= Acronis Secure Zone =

Hard disk partition type

Acronis Secure Zone is a hard disk partition type created and used by Acronis True Image as a backup storage target.

==Overview==
Backup applications typically use network storage for storing backup archives, but this can be problematic when such resources are not available. Acronis designed a solution to this problem by carving off part of the local disk as a proprietary partition, which they refer to as Acronis Secure Zone. Since this partition is accessibly only by True Image and Backup & Recovery, it functions as a backup target safe from malware, user files, or other uses or corruption. Acronis True Image can manage only one Acronis Secure Zone per computer but can restore data off others (e.g., when a portable hard drive is connected).

==Technical Details==
Although the Acronis Secure Zone has its own partition type, it is actually just a rebadged FAT32 partition labeled ACRONIS SZ, with "partition type" code set to 0xBC. Knowing these requirements, one can manually create and/or manage existing Acronis Secure Zone using any partition manager. Since the Acronis Secure Zone is just a modified FAT32 partition type, it is possible to gain direct access to this partition by changing its partition type code to 0x0B (FAT32 LBA).

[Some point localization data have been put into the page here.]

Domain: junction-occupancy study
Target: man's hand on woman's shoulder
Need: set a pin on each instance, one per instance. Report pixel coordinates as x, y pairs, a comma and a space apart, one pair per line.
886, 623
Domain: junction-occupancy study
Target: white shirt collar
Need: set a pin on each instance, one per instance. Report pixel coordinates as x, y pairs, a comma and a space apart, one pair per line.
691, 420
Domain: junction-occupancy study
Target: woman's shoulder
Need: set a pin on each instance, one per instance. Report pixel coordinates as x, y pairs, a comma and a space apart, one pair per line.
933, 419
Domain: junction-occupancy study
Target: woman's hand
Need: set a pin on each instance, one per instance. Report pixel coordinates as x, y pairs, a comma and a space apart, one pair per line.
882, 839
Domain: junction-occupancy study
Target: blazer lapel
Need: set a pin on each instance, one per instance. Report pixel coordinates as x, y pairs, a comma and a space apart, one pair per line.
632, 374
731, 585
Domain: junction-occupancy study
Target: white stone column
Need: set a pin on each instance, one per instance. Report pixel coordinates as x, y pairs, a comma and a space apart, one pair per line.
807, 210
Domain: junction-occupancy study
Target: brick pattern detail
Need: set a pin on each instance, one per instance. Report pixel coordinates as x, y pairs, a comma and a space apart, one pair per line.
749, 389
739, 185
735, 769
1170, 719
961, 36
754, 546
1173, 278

Acronis True Image is designed to self-manage the backup archives stored to the Acronis Secure Zone. As such, all backup files are stored with autogenerated names in the root folder. If there is not enough free space for the next backup file, Acronis True Image will delete the oldest image set (base+incremental/differential files) in order to create space for the new files.

==Original Equipment Manufacturer Secure Zone==
OEM versions of True Image are designed to use a special "Original Equipment Manufacturer secure zone", which is technically the same as a regular Acronis Secure Zone, but uses a partition type of 0xBB, and typically contains only a single image file with the "factory default" operating system and application configuration set forth by the manufacturer.